2. Following that, `test_ifdown_interface` fails with the same assertion, on its last line of code where it is supposed to have full connectivity again.
3. `nova-compute.log` for about the time of the `test_detach_interface` test shows a `DeviceRemovedFailed` event.
4. `ip l` and `ip a` output from the beginning of `test_ifdown_interface` shows that the VM has two NICs: eth0 with no IPs and eth1 with an IP address. Whereas it's expected at this point that the VM only has one NIC, eth0, with an IP address.
The minimal fixes are, both in `test_detach_interface`:
1. To make sure that the detached port really has gone, before re-attaching the VM to the network. Not doing this seems to allow the detach and attach operations to overlap with each other, resulting in the VM having two NICs instead of just one. That directly messes up `test_ifdown_interface`, because that test assumes that eth0 is the active NIC.
2. To make sure that the VM has become active again after its reboot, before testing for connectivity.
(Weirdly, an alternative to (1) seems to be running `watch neutron port-list` in parallel with the test. This confused me for quite a while, because I wouldn't expect `neutron port-list` to modify any Neutron state!
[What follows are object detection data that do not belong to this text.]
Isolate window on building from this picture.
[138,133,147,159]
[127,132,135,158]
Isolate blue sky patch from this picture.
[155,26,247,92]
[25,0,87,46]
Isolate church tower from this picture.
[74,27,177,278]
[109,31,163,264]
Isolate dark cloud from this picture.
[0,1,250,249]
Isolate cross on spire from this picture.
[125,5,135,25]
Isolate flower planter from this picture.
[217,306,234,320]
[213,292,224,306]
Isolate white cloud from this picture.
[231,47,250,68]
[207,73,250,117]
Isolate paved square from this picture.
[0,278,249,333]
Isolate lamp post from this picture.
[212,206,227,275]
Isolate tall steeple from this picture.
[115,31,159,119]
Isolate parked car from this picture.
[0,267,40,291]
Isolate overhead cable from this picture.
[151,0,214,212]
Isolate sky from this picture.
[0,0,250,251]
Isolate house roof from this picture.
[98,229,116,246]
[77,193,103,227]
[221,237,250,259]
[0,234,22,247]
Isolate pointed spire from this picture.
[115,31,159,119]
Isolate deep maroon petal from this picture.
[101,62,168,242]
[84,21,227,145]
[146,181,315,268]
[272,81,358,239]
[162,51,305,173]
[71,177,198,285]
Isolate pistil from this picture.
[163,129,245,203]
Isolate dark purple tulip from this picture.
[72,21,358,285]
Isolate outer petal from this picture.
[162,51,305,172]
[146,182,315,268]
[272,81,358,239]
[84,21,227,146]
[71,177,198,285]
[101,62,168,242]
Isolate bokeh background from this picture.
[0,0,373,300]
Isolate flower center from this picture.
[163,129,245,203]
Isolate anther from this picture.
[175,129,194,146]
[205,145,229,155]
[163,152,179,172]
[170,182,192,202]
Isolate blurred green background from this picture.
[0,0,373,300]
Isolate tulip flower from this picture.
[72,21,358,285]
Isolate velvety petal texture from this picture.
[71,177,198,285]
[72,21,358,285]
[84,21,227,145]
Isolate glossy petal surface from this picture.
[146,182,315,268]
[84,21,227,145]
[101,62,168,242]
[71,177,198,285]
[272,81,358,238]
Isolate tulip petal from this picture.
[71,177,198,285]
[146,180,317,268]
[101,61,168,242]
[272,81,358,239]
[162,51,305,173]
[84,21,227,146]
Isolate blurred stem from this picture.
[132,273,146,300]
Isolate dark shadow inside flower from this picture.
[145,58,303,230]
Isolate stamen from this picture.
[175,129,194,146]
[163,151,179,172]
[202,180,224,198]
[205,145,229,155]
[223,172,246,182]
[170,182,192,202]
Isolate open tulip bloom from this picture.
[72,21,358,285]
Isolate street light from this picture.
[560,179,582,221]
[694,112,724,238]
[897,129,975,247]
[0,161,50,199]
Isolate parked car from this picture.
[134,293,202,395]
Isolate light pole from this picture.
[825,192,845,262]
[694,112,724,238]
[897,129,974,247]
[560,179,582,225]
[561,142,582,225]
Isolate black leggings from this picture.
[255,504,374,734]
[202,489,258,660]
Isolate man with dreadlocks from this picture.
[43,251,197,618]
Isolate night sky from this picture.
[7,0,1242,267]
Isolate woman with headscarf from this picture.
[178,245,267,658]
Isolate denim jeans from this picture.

But it's highly reproducible that with only (2), plus running `watch neutron port-list` in parallel, the tests reliably pass; and that with only (2), and without any `port-list`, `test_ifdown_interface` reliably fails.)
In summary, in my case I don't think it was related to agent health, but rather to the detach operation running a bit slower than it did in previous releases, and hence being more likely to overlap with a subsequent attach operation, given that my test code was not careful enough about this.
Best wishes - Nell